Apesar de só ter visto Lilian duas vezes (fomos apresentadas ontem), sinto uma enorme afeição por ela -- simpatia e empatia. Ela também emana uma energia muito boa e diz que se sente fisicamente muito bem, fato que ela credita a uma chá chamado Vitali-Tea. (Acho que além do chá milagroso existe uma dose enorme de resiliência e otimismo cauteloso dela.) O fato é que quando vou vê-la na unidade de tratamento me sinto como se tivesse batendo papo com uma amiga num salão de beleza. Parte de mim fica feliz por fazer com que horas tão difíceis passem mais rápido para ela. A outra parte sabe que estou fazendo um bem enorme a mim mesma ao sair do escritório um pouco durante o dia e conversar com alguém diferente.

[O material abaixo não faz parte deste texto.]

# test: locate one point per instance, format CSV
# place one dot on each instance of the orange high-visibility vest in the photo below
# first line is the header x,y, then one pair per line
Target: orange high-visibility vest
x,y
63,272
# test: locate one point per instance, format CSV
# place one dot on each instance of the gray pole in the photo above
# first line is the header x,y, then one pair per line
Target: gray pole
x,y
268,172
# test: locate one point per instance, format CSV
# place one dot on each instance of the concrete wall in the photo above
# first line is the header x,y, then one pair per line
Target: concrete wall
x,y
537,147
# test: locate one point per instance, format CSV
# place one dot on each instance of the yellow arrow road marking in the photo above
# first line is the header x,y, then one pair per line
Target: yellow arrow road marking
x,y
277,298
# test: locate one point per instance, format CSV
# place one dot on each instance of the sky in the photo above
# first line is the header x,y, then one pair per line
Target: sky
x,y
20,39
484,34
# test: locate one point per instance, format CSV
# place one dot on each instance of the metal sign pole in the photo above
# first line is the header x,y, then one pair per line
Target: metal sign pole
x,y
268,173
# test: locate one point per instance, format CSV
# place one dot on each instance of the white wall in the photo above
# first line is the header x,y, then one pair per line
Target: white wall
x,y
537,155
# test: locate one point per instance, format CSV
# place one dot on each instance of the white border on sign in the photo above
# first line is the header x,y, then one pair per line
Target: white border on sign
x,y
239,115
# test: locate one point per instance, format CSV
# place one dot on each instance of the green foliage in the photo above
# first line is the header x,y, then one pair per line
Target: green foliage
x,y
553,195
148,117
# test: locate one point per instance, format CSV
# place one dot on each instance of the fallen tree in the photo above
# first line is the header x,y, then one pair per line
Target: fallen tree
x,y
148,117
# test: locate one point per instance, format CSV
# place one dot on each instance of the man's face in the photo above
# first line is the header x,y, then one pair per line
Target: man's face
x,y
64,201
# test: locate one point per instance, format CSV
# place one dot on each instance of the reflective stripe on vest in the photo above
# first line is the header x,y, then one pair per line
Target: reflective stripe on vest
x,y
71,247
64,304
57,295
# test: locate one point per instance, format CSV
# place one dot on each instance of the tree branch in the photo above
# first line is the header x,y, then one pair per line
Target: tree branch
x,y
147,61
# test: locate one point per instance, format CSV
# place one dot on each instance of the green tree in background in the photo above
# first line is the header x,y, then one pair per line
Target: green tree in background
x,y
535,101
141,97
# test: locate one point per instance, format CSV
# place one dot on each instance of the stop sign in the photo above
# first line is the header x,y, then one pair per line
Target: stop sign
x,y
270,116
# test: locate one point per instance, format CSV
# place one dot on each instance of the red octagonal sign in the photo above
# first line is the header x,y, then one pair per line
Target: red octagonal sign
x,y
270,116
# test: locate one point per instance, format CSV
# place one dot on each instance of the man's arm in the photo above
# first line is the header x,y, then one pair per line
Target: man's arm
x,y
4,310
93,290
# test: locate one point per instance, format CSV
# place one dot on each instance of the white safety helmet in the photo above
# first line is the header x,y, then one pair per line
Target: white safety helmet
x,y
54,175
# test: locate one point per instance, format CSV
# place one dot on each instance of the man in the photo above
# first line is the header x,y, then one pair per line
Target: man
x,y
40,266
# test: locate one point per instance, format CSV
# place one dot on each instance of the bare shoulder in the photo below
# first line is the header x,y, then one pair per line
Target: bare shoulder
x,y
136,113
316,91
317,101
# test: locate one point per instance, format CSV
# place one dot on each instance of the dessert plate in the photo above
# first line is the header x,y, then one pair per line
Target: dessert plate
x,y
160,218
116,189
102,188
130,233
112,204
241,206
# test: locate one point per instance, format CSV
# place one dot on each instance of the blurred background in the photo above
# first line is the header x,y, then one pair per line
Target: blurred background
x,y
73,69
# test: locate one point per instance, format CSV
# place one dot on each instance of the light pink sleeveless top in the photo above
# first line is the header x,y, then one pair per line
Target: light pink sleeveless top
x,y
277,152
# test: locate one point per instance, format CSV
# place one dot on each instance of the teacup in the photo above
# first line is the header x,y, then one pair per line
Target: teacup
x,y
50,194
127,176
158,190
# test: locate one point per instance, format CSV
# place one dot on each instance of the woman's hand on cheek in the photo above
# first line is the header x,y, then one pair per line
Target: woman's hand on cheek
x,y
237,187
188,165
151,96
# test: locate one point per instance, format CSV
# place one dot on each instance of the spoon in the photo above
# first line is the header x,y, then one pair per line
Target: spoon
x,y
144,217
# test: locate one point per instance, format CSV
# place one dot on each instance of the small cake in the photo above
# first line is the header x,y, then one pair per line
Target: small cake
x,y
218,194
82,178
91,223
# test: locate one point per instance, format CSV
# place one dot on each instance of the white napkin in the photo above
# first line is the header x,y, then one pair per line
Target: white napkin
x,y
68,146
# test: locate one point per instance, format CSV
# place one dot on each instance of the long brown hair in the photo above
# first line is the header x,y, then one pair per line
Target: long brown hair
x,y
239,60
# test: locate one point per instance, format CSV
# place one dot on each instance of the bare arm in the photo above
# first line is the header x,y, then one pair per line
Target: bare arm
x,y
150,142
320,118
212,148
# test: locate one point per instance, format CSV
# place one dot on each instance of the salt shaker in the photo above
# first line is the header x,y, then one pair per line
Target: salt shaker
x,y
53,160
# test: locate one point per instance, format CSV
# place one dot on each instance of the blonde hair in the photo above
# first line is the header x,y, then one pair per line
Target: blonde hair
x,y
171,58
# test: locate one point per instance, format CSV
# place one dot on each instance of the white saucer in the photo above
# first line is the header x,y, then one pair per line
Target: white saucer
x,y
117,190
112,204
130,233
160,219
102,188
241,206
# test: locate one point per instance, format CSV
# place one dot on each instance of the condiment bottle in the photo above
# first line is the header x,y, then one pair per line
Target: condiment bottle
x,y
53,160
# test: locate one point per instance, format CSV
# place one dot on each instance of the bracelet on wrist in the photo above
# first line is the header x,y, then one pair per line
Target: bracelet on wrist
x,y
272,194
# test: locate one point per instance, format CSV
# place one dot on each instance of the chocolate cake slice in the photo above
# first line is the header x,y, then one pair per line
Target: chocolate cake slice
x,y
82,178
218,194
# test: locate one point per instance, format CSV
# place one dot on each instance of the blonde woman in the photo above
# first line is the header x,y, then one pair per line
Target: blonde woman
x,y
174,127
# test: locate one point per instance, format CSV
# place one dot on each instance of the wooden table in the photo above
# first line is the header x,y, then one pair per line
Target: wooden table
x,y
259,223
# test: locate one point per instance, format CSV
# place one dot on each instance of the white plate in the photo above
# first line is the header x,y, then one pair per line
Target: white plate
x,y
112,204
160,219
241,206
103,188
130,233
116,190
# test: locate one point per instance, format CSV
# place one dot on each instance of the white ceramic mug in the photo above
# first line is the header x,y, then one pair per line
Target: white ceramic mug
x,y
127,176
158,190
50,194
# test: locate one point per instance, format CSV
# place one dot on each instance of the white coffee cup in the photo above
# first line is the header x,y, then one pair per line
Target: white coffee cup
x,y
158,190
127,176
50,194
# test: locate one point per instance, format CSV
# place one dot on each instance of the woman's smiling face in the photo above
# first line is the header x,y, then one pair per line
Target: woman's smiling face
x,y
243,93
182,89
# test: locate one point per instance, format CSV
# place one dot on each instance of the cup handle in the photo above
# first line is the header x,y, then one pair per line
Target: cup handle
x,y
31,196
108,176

E aos poucos, muito sutilmente, sinto que a minha direção na vida vai mudando de novo. Há alguns meses, tinha impresso todo o material e já ia dar entrada no processo de seleção de um programa de doutorado em administração, mas me bateu uma grande dúvida e chego aquestionar se negócios e transações comerciais e o mundo corporativo realmente tem algo a ver comigo. Se mais um diploma vai me fazer mais completa. Claro que ainda quero aproveitar esta grande oportunidade, mas provavelmente em outra direção. Não quero enveredar pelo caminho das políticas públicas pois não tenho nem tempo para blablablá nem paciência para lidar com o sistema e nem talento para fazer politicagem. Eu gosto de gente, mas gosto de lidar com indivíduos, não grupos. Se tiver que optar entre ajudar uma pessoa ou uma organização, não tenho nenhuma dúvida de onde está a minha lealdade.

Vou continuar a explorar as opções de doutorado, mas começo a achar que o mundo dos negócios pode não ser para mim.

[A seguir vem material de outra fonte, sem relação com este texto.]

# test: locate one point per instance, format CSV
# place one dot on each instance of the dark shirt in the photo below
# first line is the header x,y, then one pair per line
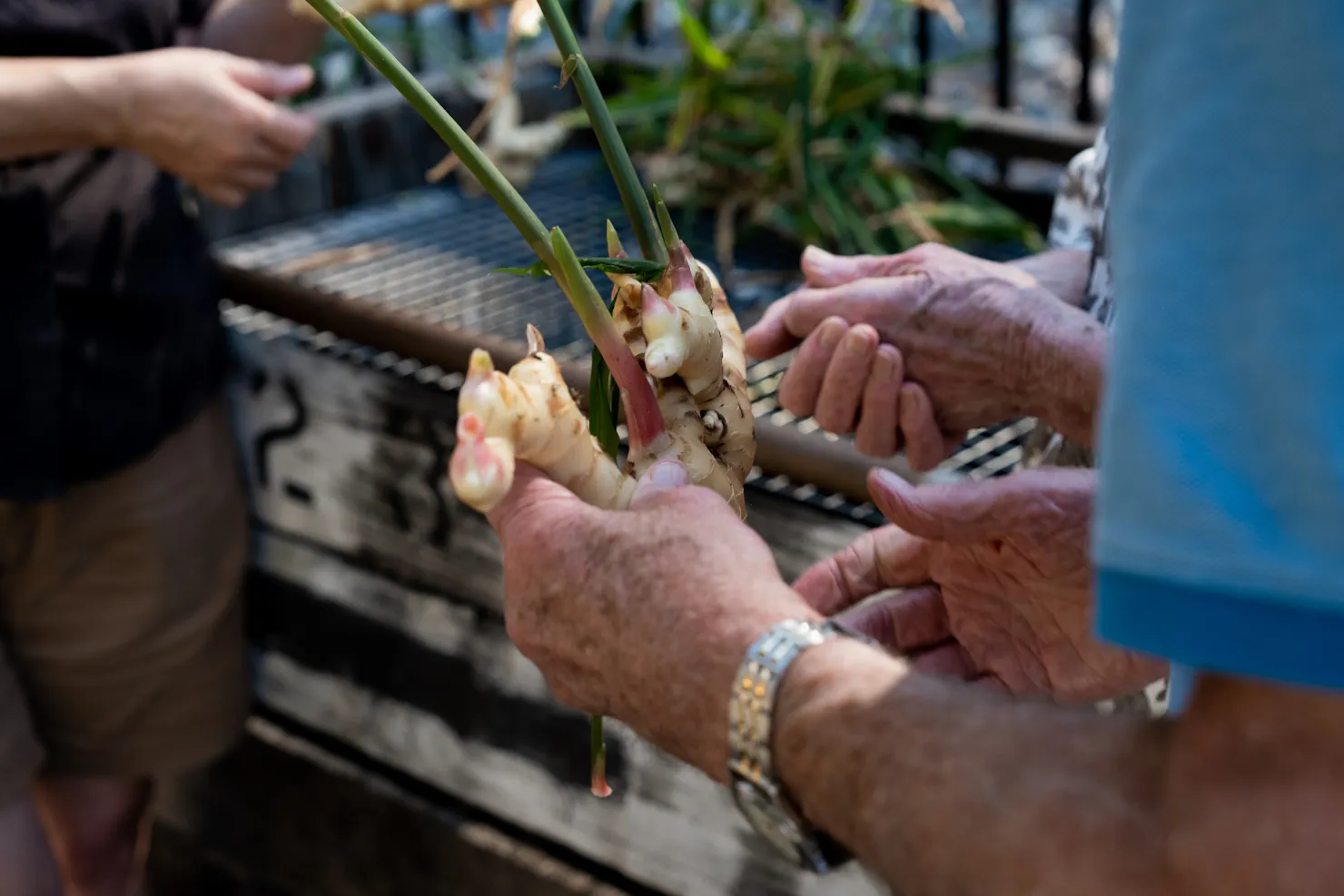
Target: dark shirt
x,y
109,308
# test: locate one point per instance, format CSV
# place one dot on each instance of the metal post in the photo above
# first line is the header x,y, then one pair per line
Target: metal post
x,y
1083,44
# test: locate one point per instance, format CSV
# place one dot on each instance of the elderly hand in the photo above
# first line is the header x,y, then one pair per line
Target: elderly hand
x,y
210,118
996,585
644,614
980,339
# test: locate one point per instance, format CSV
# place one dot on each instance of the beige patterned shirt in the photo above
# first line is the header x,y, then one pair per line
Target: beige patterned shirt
x,y
1078,221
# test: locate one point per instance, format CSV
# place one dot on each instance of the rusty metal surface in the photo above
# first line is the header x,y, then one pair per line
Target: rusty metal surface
x,y
410,280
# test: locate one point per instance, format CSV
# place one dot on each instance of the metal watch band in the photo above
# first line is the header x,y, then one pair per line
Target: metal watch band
x,y
750,731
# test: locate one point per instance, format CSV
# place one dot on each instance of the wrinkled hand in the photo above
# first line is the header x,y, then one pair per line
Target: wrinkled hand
x,y
957,330
209,117
994,585
644,614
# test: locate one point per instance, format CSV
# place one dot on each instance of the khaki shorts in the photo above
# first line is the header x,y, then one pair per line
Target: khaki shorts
x,y
121,641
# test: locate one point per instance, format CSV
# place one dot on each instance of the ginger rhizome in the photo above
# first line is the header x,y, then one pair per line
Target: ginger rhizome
x,y
688,346
677,355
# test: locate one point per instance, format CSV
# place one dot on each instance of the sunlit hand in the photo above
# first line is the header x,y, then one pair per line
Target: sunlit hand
x,y
994,585
977,338
641,614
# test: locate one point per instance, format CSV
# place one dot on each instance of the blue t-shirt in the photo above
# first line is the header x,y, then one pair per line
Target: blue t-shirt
x,y
1220,537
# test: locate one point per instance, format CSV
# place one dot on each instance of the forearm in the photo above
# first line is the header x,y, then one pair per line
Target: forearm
x,y
941,789
1062,271
56,105
1063,369
262,30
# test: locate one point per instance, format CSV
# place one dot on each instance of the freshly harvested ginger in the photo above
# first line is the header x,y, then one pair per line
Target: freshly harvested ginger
x,y
688,344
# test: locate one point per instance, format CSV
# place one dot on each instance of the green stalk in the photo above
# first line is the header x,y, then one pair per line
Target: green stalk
x,y
643,415
646,419
608,137
503,192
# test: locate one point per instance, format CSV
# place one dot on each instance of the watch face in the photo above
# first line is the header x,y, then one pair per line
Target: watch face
x,y
769,821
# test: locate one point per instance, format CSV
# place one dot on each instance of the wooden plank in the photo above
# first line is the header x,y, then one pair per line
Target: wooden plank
x,y
375,605
282,817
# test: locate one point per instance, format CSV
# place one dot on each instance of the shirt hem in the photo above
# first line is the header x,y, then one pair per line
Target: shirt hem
x,y
1259,635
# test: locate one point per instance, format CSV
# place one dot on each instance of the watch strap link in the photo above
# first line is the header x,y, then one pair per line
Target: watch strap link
x,y
750,731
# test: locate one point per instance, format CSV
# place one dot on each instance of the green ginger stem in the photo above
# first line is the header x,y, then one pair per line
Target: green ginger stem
x,y
608,137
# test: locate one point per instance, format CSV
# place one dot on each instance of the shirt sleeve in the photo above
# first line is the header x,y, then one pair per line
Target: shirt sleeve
x,y
1220,537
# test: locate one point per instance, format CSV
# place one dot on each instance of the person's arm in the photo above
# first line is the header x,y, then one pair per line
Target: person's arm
x,y
1064,375
54,105
1062,271
943,789
261,30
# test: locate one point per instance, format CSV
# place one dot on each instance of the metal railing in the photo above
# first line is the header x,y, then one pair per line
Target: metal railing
x,y
464,33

É incrível como ao conhecer o outro, sempre descobrimos algo surpreendente sobre nós mesmos. Este post tinha toda a intenção de falar exclusivamente sobre a Lilian -- esta jovem mãe extremamente afável que conheci há tão pouco mas que parece fazer parte do meu círculo há tempos -- entretanto por algum estranho motivo acabei falando sobre mim. Acho que a cada vez que me disponho a conhecer e abrir meu coração para alguém, acabo abrindo alguma janelinha, até então oculta, dentro de mim.